Pm me and I can help


----------



## jeffcoat (Apr 16, 2012)

We have two of them in our vehicles and have had great results with them. Although they are not as powerful as a Zilla 1K, Soliton 1 or DCP Raptor, they are efficient, reliable, and safe. Installation and setup is a breeze, especially with not needing water cooling. Although its peak power is not as high as I would like (with a 156v system, we rarely can draw over 600A, even for a second), it has proven to be a soid controller.


----------



## onegreenev (May 18, 2012)

Jeff

What are your projects? I'd love to see them. 

Pete


----------



## diamond (Feb 23, 2014)

Thank you Pete and Jeff my doubt is almost gone


----------



## diamond (Feb 23, 2014)

I am not waiting for more power because it is a little bit smaller then a Miles Electric ZX40S I want it only 6 or 7 mph faster it speed now until 47mph 
Thank you Pete and Jeff my doubt is almost gone


----------



## kickngas (Feb 3, 2011)

I have a Synkromotive controller in my Bug conversion and it has been absolutely trouble free for over a year and a half and 11,000 miles. I am running a 141 volt 100aH Thundersky pack that was second hand with some life left in them. Overall, I have had experience with three conversions using Synkromotive and know of another one locally as well. To my knowledge, there have been no failures. Great controller.

Here is my Bug
Here are the other conversions


----------



## dladd (Jun 1, 2011)

My Synkromotive is working fine. I've had it for 3 years and around 20k miles now, and I think it's the only part of my car that I have NOT had a problem with...  I too like it's air cooled simplicity, plenty of power and ease of use.


----------



## jeffcoat (Apr 16, 2012)

Our projects are a 1991 Toyota MR2 (156V LiFePO4) and a 2001 Ford Ranger which was 96V lead acid but is actively being converted to 120V Lithium (Leaf modules). To find out more, visit www.kickngas.org


----------



## kickngas (Feb 3, 2011)

@Jeffcoat, you need to update that Blog!


----------



## Semper Vivus (Apr 13, 2011)

jeffcoat said:


> We have two of them in our vehicles and have had great results with them. Although they are not as powerful as a Zilla 1K, Soliton 1 or DCP Raptor, they are efficient, reliable, and safe. Installation and setup is a breeze, especially with not needing water cooling. Although its peak power is not as high as I would like (with a 156v system, we rarely can draw over 600A, even for a second), it has proven to be a soid controller.

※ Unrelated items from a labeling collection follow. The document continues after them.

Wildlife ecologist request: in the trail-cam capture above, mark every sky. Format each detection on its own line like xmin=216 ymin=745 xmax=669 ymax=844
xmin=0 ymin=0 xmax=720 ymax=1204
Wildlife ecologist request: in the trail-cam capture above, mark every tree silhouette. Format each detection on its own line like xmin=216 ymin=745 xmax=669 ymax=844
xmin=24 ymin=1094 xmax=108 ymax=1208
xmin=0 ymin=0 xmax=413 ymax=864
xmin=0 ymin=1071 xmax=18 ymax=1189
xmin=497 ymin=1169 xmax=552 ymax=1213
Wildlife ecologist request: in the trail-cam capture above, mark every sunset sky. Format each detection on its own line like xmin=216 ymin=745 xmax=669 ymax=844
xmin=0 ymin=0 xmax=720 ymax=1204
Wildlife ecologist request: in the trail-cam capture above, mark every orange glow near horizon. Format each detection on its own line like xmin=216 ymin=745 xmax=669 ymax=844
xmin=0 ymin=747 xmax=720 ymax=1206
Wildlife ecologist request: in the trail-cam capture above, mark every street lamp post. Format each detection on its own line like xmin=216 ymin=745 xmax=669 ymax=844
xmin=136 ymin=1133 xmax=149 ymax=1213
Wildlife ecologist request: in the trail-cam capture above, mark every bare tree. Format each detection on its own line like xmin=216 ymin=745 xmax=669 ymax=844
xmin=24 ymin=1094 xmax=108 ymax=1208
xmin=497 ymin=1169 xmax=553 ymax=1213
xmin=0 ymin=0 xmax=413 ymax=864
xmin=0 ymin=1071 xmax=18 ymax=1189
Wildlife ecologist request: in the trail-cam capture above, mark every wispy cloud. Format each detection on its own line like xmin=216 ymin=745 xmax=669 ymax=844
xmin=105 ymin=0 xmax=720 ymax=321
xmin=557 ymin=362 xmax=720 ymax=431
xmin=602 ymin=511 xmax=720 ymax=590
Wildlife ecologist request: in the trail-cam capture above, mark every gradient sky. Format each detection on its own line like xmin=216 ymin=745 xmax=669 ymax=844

I thought it can deliver 900A peak in the newest version? Is there a kind of power limitation?


----------



## onegreenev (May 18, 2012)

They can and do. The controller can't pull 900 amps if the batteries can't deliver it to the controller. Many battery setups can't pull 900 amps. You need your batteries setup to so they can deliver the amperage. But even then the time spent at the max amps will be minimal due to the fact that the car no longer needs full amperage to maintain the speed.


----------



## Semper Vivus (Apr 13, 2011)

Hello Pete,

But for motor current it shall also be possible if battery current is limited, i.e. 400A battery and 900A motor limit?


----------



## onegreenev (May 18, 2012)

What are the settings on the controller?


----------



## onegreenev (May 18, 2012)

Below is from Synkromotive. 



> Motor current can rise to 900 amps in ¼ second.
> 
> Motor current is limited if:
> - Battery current rises to BATTERY CURRENT LIMIT (for example 600a)
> ...


----------



## Semper Vivus (Apr 13, 2011)

onegreenev said:


> Below is from Synkromotive.


Thank you!
I haven't any settings on the controller yet. Just thought about buying it and plan for about 550A battery limit and 900A motor limit. So as I understand it should be no problem to accelerate with 900A motor current.


----------



## onegreenev (May 18, 2012)

Did you see these videos yet?


----------



## ndplume (May 31, 2010)

diamond said:


> I am curious is anybody still using the Synkro Motive Controller?
> I doubt even to purchase this I would rather not have water cooling or oil cooling.
> Is it still a good choice? I read after 2012 no longer news
> Have movie Peter mcwade also seen 3 times (2012) and then it stopped.
> Does anyone have advice?


Hey Diamond,
I'm running a Synkromotive in Dallas on my daily driver and its been working great. I switched to it last spring, so it ran thru the summer heat and didn't have any cut back issues. I'm still running it now, although I'll stop for Jan-Feb because it will be a bit chilly in the convertible during that time of the year.
I have the motor current on mine set to 650A since that was the max on my motor's characterization chart. At that amp rate, I can break the wheels loose in 1st gear.
I like it because its small, does NOT need liquid cooling so no expense/room used for that. It can accept a PB-6, TPS or Hall Effect throttle and the config s/w was a breeze to setup and use. Its also well priced (IMHO).
I've already picked up another for my 2nd conversion, so a repeat customer here.


----------